Bill posó sus manos sobre las caderas de la chica, y comenzó a moverla con energía sobre él, haciendo que pequeños espasmos de placer recorrieran cada rincón del cuerpo del chico. Poco después acabo descargando toda su esencia en el interior de Kayla, para luego atrapar los labios de la chica y besarla fogosamente.
—Ha sido fantástico —susurró Kayla para luego ponerse al lado de Bill en la cama— Ha sido muy intenso…
La tarde había pasado, Tom y Laia estaban pasando un día completamente relajados sin tener que preocuparse de su pequeño hijo. Ahora se encontraban sentados en el sillón, que había en el salón de la casa donde estaban.
—¿Te acuerdas cuando nos conocimos? —preguntó Tom a su novia.
—Como no me voy a acordar, si casi me da un ataque cuando te vi entrar con mi primo por la puerta de su casa —dijo Laia riéndose— Aunque me supe contener…
—Bueno, si eso es contenerse… escaparse por escaleras arriba para luego ponerte a gritar —sonrió Tom recordando ese momento— Tenías que haber visto la cara que se te quedó a ti y a tu primo.
—Ya… —se ruborizó Laia— Y vosotros nos mirabais a mí y a Kayla con cara de que les pasan a estas.
—Bueno, la verdad es que nos impresionó un poco vuestra reacción —sonrió de nuevo Tom— Tu primo me había dicho que eráis inofensivas, que no eráis fans y que estuviéramos tranquilos.
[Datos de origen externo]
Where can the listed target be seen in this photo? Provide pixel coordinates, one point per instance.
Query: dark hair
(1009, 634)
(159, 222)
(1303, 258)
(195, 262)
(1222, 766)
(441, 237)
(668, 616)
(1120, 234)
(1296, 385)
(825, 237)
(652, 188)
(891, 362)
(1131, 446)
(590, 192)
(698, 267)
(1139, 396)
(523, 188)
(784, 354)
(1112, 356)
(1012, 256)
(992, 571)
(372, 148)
—Y al final si que éramos fans —susurró Laia— Y os enfadasteis mucho nosotras.
—Sí, te acuerdas cuando fuimos a buscaros al avión para impedir que os fuerais —se volvió a reír Tom— Casi nos llevan los guardias de seguridad detenidos.
—Gracias a la persistencia de tu hermano, que tu querías irte pronto —frunció el ceño Laia.
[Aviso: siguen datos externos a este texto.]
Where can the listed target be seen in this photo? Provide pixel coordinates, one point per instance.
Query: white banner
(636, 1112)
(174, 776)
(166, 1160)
—Bueno… todo eso queda en el pasado, después nos empezamos a llevar bien… y bueno me enamore de ti —sonrió Tom.
—Bueno también te mentí sobre mi vida sexual… —se sonrojó Laia.
—Sí, no se me olvida la cara que se te quedó cuando nos acostamos la primera vez —reprochó Tom a la chica— Podías haberme dicho la verdad, no habría ningún problema iría más con cuidado.
—Ya, pero estaba cansada de que me tratarán como una niña pequeña —respondió Laia— Nunca había tenido mucha suerte con los chicos, y bueno tener una oportunidad contigo era como un regalo del cielo. Siempre me gustaste desde que solo era una niña…
—¿Sabes lo que me gusta de ti? —miró Tom a los ojos de la chica, mientras que Laia negaba con su cabeza— Tu inocencia… Eres una persona muy inocente, y eso me provoca que te proteja, te cuide.
—A mí me gusta que me abraces y me mimes —puso voz de niña pequeña— Haces que me sienta muy bien…
—Así lo será por mucho tiempo, hasta que la muerte nos separé —dijo Tom para luego besar los labios de la chica.
—Tomi, ¿No te da miedo el futuro? —preguntó la chica con cautela— Porque la verdad nunca imaginamos que íbamos a llegar tan lejos, es decir, tener un hijo juntos.
—La verdad es que no, y bueno nunca había pensado llegar a tener un hijo a esta edad, que aún somos jóvenes, pero sabes… soy completamente feliz. Mi hermano está muy feliz, tengo unos amigos geniales, unos padres fabulosos y sobre todo tengo a la mujer de mi vida, que amo con locura y que me ha dado un hijo precioso —sonrió Tom mirando con cariño a su novia— Obviamente Jake se parece mucho a mi, por eso es tan guapo.
—Oye… —pegó Laia en el hombro un poco ofendida— También he puesto de mi parte para que se parezca un poco a mí.
—Cambiando de tema… —dijo Tom poniéndose serio— No quieres ir a ver a tus padres a España, y así presentarles a Jake.
—No… —bajó la mirada la chica— Lo siento por mi madre, porque me apoyó durante el poco tiempo que estuve en mi casa, hasta que tu viniste a buscarme, pero a mi padre no lo quiero volver a ver en mi vida. Se ha portado muy mal conmigo.
—Está bien respeto tu decisión, pero me da tristeza que no quieras dejar conocer a tus padres a su nieto —volvió a decir Tom intentando hacer entrar en razón a la chica.
—Fue mi padre quien me apartó de su lado —dijo con rencor Laia— No quiero hablar de este tema… Venimos para relajarnos, y con esto me voy a poner peor de lo que estaba.
—Está bien… —abrazó Tom a la chica para reconfortarla y calmarla.
—Tom… —susurró la chica mientras sentía los latidos del corazón de su novio— Has pensado como será nuestro futuro…
—Viviremos felices, y criaremos a nuestro hijo y a los próximos con mucho cariño —respondió Tom huyendo de la cuestión de la pregunta.
—¿No has pensando en que podríamos casarnos en un futuro? —preguntó Laia esperanzada a su novio.